Economia

Alle aziende bresciane servono immigrati: lo dice Confindustria

Roberto Zini di Confindustria durante la presentazione del rendiconto Inps a Brescia ha detto che «nei prossimi 10 anni mancheranno oltre 60mila lavoratori» e che bisogna iniziare a pagare di più i dipendenti
Roberto Zini di Confindustria e Gabriele Fava di Inps - Foto Marco Ortogni/Neg © www.giornaledibrescia.it
Roberto Zini di Confindustria e Gabriele Fava di Inps - Foto Marco Ortogni/Neg © www.giornaledibrescia.it

Se è vero che il posto fisso va scomparendo dai radar, lo è altrettanto che i cambiamenti nel mondo del lavoro non sono pochi. E riguardano anche il modo di approcciarsi alla ricerca dell’occupazione.
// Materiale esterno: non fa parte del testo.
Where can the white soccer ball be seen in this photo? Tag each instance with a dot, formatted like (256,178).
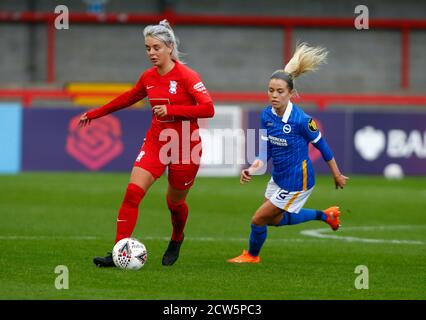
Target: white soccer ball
(129,254)
(393,171)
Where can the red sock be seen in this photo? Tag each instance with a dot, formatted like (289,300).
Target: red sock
(128,213)
(179,214)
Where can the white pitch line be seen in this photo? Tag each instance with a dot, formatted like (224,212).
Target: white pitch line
(320,233)
(316,233)
(207,239)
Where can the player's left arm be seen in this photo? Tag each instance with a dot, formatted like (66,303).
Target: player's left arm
(312,134)
(204,107)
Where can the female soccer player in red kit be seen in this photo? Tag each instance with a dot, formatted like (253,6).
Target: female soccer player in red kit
(178,98)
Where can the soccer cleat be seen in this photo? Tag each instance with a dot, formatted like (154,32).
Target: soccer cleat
(333,214)
(104,261)
(172,253)
(245,257)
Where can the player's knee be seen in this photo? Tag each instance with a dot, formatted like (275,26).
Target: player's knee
(257,221)
(175,204)
(134,195)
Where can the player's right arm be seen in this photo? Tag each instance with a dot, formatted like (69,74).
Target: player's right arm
(124,100)
(312,134)
(263,157)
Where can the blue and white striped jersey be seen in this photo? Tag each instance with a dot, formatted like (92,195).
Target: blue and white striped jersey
(288,139)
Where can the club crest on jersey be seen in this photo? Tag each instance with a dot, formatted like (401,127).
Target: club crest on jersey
(173,87)
(287,128)
(200,87)
(312,125)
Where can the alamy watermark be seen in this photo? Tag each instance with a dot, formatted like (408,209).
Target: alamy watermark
(231,146)
(361,21)
(62,280)
(62,18)
(361,281)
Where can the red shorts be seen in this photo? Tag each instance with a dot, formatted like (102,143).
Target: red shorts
(180,175)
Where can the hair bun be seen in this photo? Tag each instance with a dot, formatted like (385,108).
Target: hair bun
(165,23)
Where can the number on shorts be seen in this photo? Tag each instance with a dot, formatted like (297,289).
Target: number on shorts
(282,195)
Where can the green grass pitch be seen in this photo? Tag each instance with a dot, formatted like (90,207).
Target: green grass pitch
(51,219)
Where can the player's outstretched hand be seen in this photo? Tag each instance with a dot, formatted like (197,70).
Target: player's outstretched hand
(84,120)
(245,176)
(160,110)
(340,181)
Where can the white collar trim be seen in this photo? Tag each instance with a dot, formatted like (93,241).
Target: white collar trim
(287,112)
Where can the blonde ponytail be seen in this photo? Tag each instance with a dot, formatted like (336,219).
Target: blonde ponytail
(305,59)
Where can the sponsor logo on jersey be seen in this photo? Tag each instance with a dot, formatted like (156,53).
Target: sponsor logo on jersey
(200,87)
(287,128)
(312,125)
(173,87)
(278,141)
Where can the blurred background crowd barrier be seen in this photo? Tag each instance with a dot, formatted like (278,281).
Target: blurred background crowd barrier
(369,98)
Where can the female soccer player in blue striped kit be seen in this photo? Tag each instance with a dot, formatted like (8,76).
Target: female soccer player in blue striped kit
(289,132)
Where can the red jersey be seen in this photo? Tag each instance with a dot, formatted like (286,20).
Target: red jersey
(180,89)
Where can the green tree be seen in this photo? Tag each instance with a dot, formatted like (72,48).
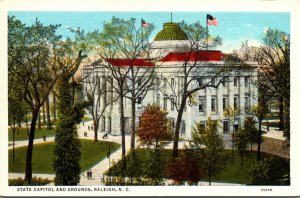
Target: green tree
(251,130)
(67,152)
(232,113)
(67,145)
(209,147)
(154,130)
(274,57)
(29,51)
(260,110)
(184,168)
(269,171)
(133,166)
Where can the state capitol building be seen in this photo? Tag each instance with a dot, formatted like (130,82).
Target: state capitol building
(233,89)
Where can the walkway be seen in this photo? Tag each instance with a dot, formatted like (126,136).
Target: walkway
(99,169)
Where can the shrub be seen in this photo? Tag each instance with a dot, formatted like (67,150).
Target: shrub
(268,172)
(36,181)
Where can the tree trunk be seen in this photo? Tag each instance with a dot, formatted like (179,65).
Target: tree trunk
(44,114)
(54,107)
(49,126)
(242,159)
(122,123)
(39,121)
(177,128)
(28,167)
(209,175)
(259,138)
(73,91)
(14,130)
(132,145)
(281,114)
(96,129)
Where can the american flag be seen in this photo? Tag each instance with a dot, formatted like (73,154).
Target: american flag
(211,20)
(144,24)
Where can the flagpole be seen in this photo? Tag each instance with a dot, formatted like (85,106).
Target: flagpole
(206,33)
(142,33)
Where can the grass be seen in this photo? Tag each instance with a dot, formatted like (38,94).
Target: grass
(232,173)
(91,153)
(22,135)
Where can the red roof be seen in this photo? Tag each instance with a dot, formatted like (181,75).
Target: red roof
(194,56)
(130,62)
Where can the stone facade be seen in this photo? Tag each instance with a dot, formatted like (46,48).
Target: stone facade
(236,91)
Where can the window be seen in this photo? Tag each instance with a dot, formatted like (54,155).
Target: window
(97,85)
(172,103)
(172,121)
(247,102)
(224,103)
(109,124)
(224,81)
(236,102)
(165,82)
(139,82)
(158,99)
(213,104)
(236,81)
(247,81)
(213,82)
(200,82)
(139,100)
(225,127)
(201,104)
(182,127)
(103,124)
(165,102)
(157,83)
(172,82)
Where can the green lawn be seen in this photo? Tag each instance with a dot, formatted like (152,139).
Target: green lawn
(92,153)
(22,135)
(233,172)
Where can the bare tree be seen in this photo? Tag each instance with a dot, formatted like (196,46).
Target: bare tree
(190,74)
(125,52)
(96,92)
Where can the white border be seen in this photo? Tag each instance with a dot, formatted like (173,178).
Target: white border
(292,6)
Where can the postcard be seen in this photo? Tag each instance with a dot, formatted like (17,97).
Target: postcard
(144,98)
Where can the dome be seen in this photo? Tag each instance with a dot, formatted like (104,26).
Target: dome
(171,31)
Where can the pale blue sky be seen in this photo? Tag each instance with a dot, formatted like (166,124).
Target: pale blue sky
(234,27)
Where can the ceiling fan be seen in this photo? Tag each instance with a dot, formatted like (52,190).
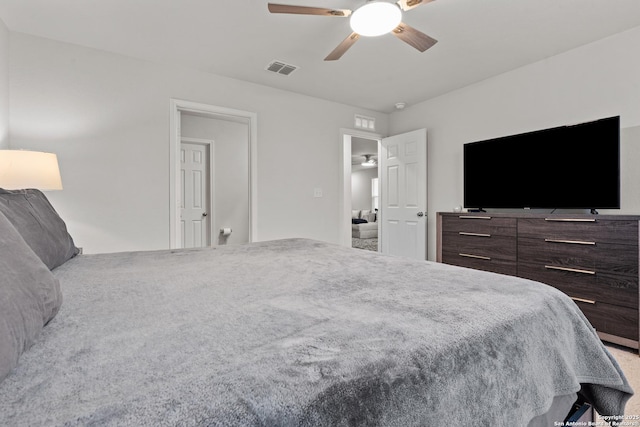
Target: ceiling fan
(374,18)
(369,160)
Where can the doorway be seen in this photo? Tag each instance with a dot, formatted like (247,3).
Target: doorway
(347,141)
(364,193)
(232,184)
(197,189)
(402,186)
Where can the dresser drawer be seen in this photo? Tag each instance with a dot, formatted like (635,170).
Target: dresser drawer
(479,262)
(481,251)
(580,229)
(479,224)
(612,319)
(600,287)
(616,259)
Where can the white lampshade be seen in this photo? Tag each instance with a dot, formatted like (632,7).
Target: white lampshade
(20,169)
(375,18)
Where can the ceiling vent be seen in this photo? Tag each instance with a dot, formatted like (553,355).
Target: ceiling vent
(281,68)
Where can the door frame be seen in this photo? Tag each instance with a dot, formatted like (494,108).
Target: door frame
(209,143)
(177,106)
(344,232)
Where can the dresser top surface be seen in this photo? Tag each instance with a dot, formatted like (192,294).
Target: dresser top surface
(532,215)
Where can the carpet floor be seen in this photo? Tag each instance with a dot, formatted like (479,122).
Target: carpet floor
(368,244)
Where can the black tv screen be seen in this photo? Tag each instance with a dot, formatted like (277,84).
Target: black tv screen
(575,167)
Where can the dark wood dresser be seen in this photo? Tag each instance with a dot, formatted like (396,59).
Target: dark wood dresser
(592,258)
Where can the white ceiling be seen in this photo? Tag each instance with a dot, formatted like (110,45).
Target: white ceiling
(238,38)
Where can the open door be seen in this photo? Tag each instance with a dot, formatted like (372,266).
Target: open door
(403,179)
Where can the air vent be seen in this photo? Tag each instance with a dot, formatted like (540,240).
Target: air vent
(281,68)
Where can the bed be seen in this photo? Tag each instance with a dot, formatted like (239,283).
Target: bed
(296,332)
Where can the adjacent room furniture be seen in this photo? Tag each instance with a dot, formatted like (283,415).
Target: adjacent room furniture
(364,224)
(591,258)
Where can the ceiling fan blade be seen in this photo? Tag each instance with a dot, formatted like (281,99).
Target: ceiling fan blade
(343,47)
(410,4)
(306,10)
(413,37)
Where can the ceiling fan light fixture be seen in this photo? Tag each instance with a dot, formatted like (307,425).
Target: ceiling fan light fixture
(368,161)
(376,18)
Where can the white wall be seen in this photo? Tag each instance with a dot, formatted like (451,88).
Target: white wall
(231,173)
(4,86)
(598,80)
(107,118)
(361,188)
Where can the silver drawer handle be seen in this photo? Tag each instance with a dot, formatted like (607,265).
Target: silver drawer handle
(572,219)
(573,270)
(476,256)
(575,242)
(588,301)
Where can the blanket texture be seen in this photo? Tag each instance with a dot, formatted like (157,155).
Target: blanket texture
(302,333)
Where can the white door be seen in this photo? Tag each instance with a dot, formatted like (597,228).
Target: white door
(194,180)
(403,216)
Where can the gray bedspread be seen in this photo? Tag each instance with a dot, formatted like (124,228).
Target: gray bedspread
(298,332)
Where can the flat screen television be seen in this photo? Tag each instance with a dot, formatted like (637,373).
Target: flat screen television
(570,167)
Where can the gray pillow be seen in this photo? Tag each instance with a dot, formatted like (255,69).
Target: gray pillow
(29,296)
(39,224)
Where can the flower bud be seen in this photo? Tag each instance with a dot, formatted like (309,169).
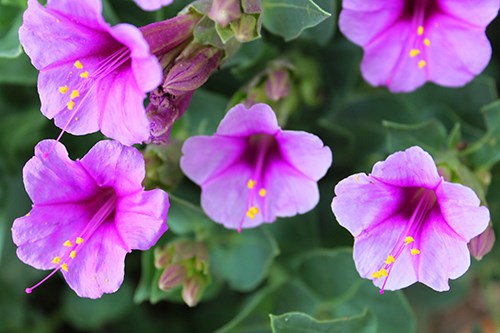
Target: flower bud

Lo ha spiegato ieri mattina Roberto Zini, vice presidente relazioni industriali e welfare di Confindustria Brescia.

Le richieste dei giovani

«I giovani hanno le idee molto chiare in merito al posto di lavoro e all’azienda nella quale vogliono essere assunti – ha sottolineato –, chiedono che le attività imprenditoriali abbiano finalità che vanno oltre il mero profitto, che ci sia un senso più alto in quello che si fa;chiedono che ci sia una predisposizione e una capacità a lavorare in squadra; infine ritengono fondamentale che ci sia un conciliazione tra l’attività lavorativa e la vita privata, su questo non transigono».

Non solo, «ora alla fine del colloquio sono i candidati che ci dicono: le farò sapere» ha detto Zini.

Il personale qualificato

C’è poi il grande tema della fatica per le aziende nel trovare personale qualificato, e non solo, «nei prossimi dieci anni mancheranno all’appello circa 60mila lavoratori». Già oggi peraltro è fondamentale l’apporto degli stranieri, di più: «Senza lavoratori stranieri le aziende bresciane chiuderebbero» ha sottolineato Zini per togliere ogni dubbio.

Ancora una volta i numeri certificano quanto appena detto, nel 2023 le assunzioni totali sono state 174.114, gli italiani sono stati 105.646, gli stranieri 68.468; i dati aggiornati a giugno di quest’anno segnano un ulteriore avvicinamento: il totale parziale registra 91.926 assunzioni, gli italiani sono 53.738, gli stranieri 38.188. Siamo passati da un rapporto, nel 2014, che era 64,4% italiani e 35,6% stranieri, a quello di quest’anno che è 58,5% contro 41,5%. Un divario destinato a ridursi sempre più.

Perché non si trovano dipendenti

In merito alla difficoltà a trovare personale, Zini non si è certo sottratto alla critica più diffusa: le paghe sono troppo basse.

«Brescia viaggia a due velocità – ha spiegato –, ci sono aziende che tutelano (e pagano il giusto) i propri dipendenti, e poi c’è il lavoro precario dove le cose sono più complicate. Indubbiamente se vogliamo tenere i nostri giovani più preparati, ed evitare che se ne vadano definitivamente all’estero, dobbiamo iniziare a pagarli di più».